Wait wait, it gets interesting. Situation is improved if we aid the respondents, complementing the standard table with a visual support like so:
|Note:||*p<0.1; **p<0.05; ***p<0.01|
Now, hold on to your chair. Fantastically, it turns out that most accurate replies from respondents occurs if you remove the table altogether, and only show them this:
So, once you remove the information they cling to , the (admittedly impressive) triple asterisk, they now reply accurately. Neat indeed.
What is the price for this increased accuracy you might ask, as we know, no such animal as something for nothing. The answer is comfort, we give up our comfort. Respondents, after giving the most accurate replies, additionally complain that information given to them is insufficient, ha.

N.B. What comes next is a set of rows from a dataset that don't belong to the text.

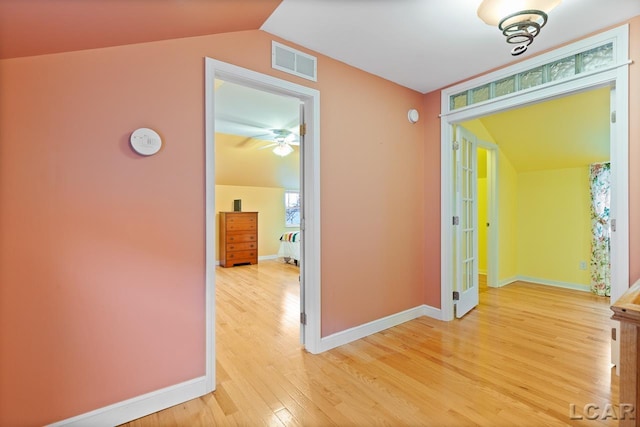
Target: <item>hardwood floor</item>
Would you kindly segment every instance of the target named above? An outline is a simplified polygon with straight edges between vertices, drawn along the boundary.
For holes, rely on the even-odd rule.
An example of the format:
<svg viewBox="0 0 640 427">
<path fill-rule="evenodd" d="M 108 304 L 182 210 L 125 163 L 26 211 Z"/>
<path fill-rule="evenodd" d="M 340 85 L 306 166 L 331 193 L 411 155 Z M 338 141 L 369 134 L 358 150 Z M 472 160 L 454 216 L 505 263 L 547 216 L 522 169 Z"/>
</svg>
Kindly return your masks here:
<svg viewBox="0 0 640 427">
<path fill-rule="evenodd" d="M 311 355 L 297 267 L 216 273 L 217 390 L 126 426 L 617 425 L 608 299 L 487 288 L 462 320 L 423 317 Z"/>
</svg>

When you present, rather than providing details that are interesting, provide details that are relevant. Don’t be shy and omit distractions. We can’t blame anyone reaching for ‘terra firma’ when faced with uncertainty (did you see those triple asterisk??), best we remove those boguses whenever we can even if by doing so, we remove some sense of comfort along with it. Once more we see that less is more.
Unfortunately IJF did not make the paper freely available, but here is a presentation which provides more details, and there is also a working-paper version online.
3 comments on “How regression statistics mislead experts”
Here is an example of the questions being asked:
1. What would be the minimum value of X that an individual would need to make sure that s/he obtains a positive outcome (Y > 0) with 95% probability?
I think the conclusions being drawn are far too broad. Unless you recently took a high level statistics course it is basically a trick question. 99% of math graduates would not be able to calculate the correct answer without a reference.
My opinion is that this question and alike can quite easily be raised by a manager (say X is marketing budget and Y is some threshold number of conversions for example). In that sense I don’t see any trick here.
I think we agree the figure assists a correct reply.
Perhaps the word “experts” in the title of the paper is exaggerated, but recall those are scholars who are being asked.
The three asterisks only tell you that the coefficient has 99%+ probability of being different from zero. The confidence interval of the coefficient is probably very large.